“Bariskan semua dari sudut ini ….”
Tanggal 19 Bulan Empat, Musim Semi 352 Mirandi.
Bersiap memulai fase dorman, seisi Sisik Kayu hari ini bahu-membahu merapikan gudang dan peralatan—konsekuensi atas putusan direktur pada pertemuan bersama Serikat Dagang Neraca Padi.
Juga, sekalian berbenah, hari ini kupaksa semua orang selain para pegawai yang kebagian sif jaga penutup buat memilah arang-arang sisa sama perlengkapan kerja mereka biar dibawa pulang.
Itung-itung cuci gudang sebelum ganti perlengkapan baru ….
“Eh?!” Kutahan salah seorang pegawai pas hendak melewati portal. “Kenapa kantong arangmu kosong—hoi, Ranra. Suruh seseorang menemani anak ini mengambil arang, dia belum kebagian.”
“Ah, Tuan Mi. Jangan, tidak usah.” Anak itu memohon minta dilepaskan. “Bukannya belum kebagian, aku memang sengaja tidak ikut mengambil arang.”

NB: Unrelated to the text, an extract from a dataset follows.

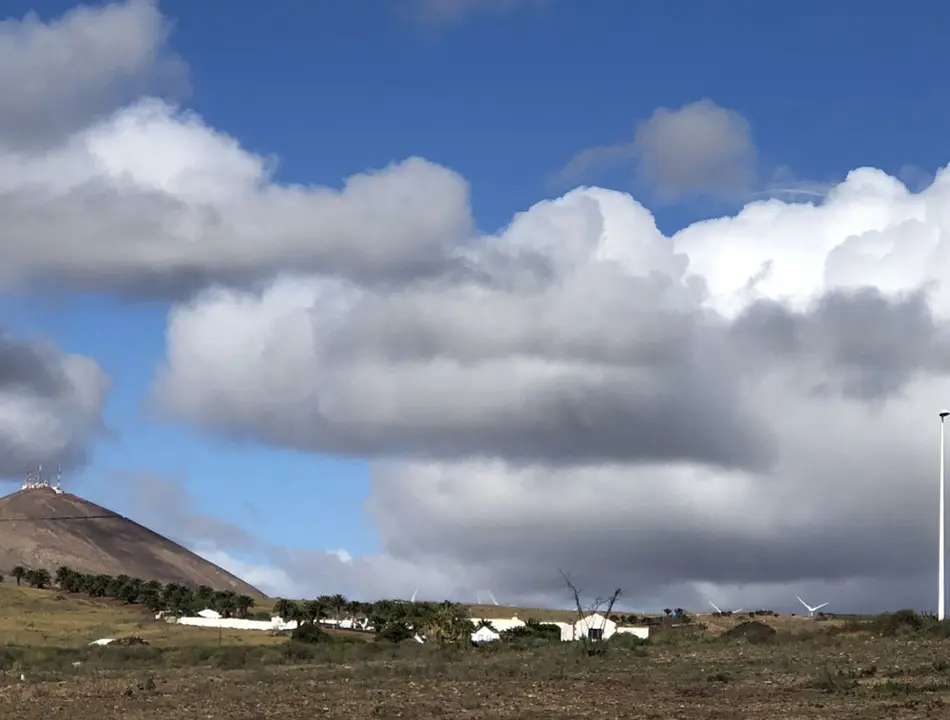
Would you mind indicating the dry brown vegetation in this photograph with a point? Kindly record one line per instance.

“Heh?” Aku mendelik, heran. “Kenapa?” tanyaku lalu menegaskan, “arang-arang yang kubagikan sekarang ini takkan kujual, kau tahu. Gajimu pas masuk tahun depan juga enggak bakal kepotong, kok.”
“Ahaha.” Namun, ia tetap berkeras. “Bukan itu penyebabnya, Tuan Mi.”
“Lah, terus?”
“Anu, rencananya hari ini aku mau menghadiri acara pernikahan teman …,” jelasnya, ragu-ragu. “Jadi tidak akan langsung pulang ke rumah. Kalau ikut mengambil arang, pakaianku bakal kotor.”
Kulirik dia dari atas sampai bawah, pakaiannya sudah agak lusuh padahal.
“Kenapa gak izin cuti saja, atuh?”
“Awalnya aku juga mau begitu, cuma ….” Anak itu menunduk sebentar sebelum lanjut berkata, “Ini hari terakhir pabrik buka sebelum tutup, diriku jadi merasa bersalah kalau mengambil libur sekarang.”
“Hem.” Kuambil sepuluh keping koin. “Nih, buat ganti baju sama dandan. Jangan datang ke acara nikahan dengan tangan hampa sama wajah cemong, sana.”
“Te-terima kasih, Tuan Mi.”
“Sudah, sana.” Kukibaskan tanganku terus lanjut mengawasi kegiatan Sisik Kayu hari itu ….
***
“Akhirnyaaa ….”
Petang hari, setelah mandi dan membersihkan diri.
“Bisa rebahan juga,” senangku, merebah di kursi bambu beranda rumah. “Kubo, apa kau belum selesai?”
“Sebentaaar …,” sahut suara dari dalam, Oukubo.
Sepertinya Ia masih ganti baju.
Lanjut kupejamkan mata lalu menikmati angin senja.
Mumpung hari ini pulang cepat, niatku mau tiduran sebentar sebelum jam makan malam.
Namun. “Kenapa kau tiduran di badanku?”
Kubo, yang sesaat lalu kukira masih belum selesai ganti baju, kala itu malah naik dan merebah di tubuhku.